反重力で突撃方向を逸らされている事にも気付けない。本人は真っ直ぐ私へ向かっているつもりで、明後日の方向へ誘導されていた。魔法への理解が雑なものだから、何が起こっているのかも分からない。
「まるで猪ですね。突撃を繰り返していれば、いつか上手くいくとでも?」
「手前ぇがなんか小細工してやがるのか⁉」
「さっき、打倒すると言ったのが聞こえませんでしたか? ただ突っ立って的になってあげる訳がないでしょう?」
そもそも見た目と威力が派手なだけで、直線的に突撃するだけの魔法だから、何かおかしいと思ったところで、対応する経験も対策を講じる知識も彼は持ち合わせていない。これまで、この魔法ひとつで敵を捻じ伏せてきた。生まれ持った才能に頼り切ってきた。
相手が塵灰オイゲンさんだったなら、これほど圧倒させてもらえなかったと思う。あらゆる状況を想定して鍛錬を積み、いくつもの戦術を用意するのが戦士ってものだろうからね。歴戦の武技に、咄嗟で対応するのは私でも難しい。
だから、手合わせの誘いへ簡単に頷けなかった。
そもそもとして、得意戦術が有名になっている時点でおかしな話だったんだよね。噂になるって事は、対策が立てられる。国の最終兵器である魔導士が、無駄に手の内を晒すだなんてあり得ない。そのせいで、私の噂は独り歩きしている訳だし……。
でも剛盾の場合、隠せるだけの手札を初めから持ち合わせていなかった。
「くっ……、卑怯者がっ‼」
実際、こうして執拗な特攻を続けている訳だからね。
自分が未熟である事を棚に上げて卑怯者扱いはしないでほしい。
とは言え、このままブンブン飛び回られるのも鬱陶しくなってきた。
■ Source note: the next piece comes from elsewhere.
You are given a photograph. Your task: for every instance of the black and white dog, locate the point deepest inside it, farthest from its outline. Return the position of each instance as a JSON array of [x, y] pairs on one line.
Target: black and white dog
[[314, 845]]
私は一歩も動いていなくても、ドカドカ音だけはうるさい。威力だけは大きいのと、何処に飛ぶのか予想できないせいで、ウィラード皇子も皇国軍兵も大きく遠ざかっていったけどね。
「これならどうだっ‼」
これならも何も、速度しか変わっていないザカルトをマジックハンド魔法で掴み上げると、私は彼を連合軍側へ放り投げた。
落下方向を多少変えられるだけで、空中で自在に動けるような魔法を持ち合わせていないからよく飛ぶ。最終的に、連合軍の前列に並ぶゴーレムの一体へ激突して漸く滑空が止まった。呆気なくゴーレムの巨体は崩れ去る。
魔導士だけあって、彼の岩鎧は石人形より硬いらしい。
「あのままゴーレムを壊してもらえば、後が楽かな?」
あくまでザカルト討伐の一環だから、連合軍を狙っていないと言い訳できる。
跳躍でこちらに戻ろうとするザカルトへアーリーを向けて、ゴーレム部隊を薙いでみた。一度に六体が砕け散る。
うーん、全部壊すにはボールが持ちそうにない。
「なら、こっちだね。……魔力集束、射線確認」
私は箒をリュクスに持ち替えて、魔力波集束魔法でザカルトを狙う……振りをしながら照準をゴーレムへ固定した。
魔導士同士が争うともなれば、周囲に被害が及ぶのも仕方がない。でもって現在の剛盾の所属は連合軍側だから、巻き添えは向こうに被ってもらう。そのせいでゴーレムが減るくらいは自業自得だろうから。
「――魔力波集束魔法、乱射!」
魔弾魔法を昇華させた閃光が石巨人を襲う。強力過ぎる魔法を兵士に対して向けたくないから、無駄に大きいおかげで都合が良かった。ザカルトの周辺にいたゴーレム五体の上半身が綺麗に吹き飛ぶ。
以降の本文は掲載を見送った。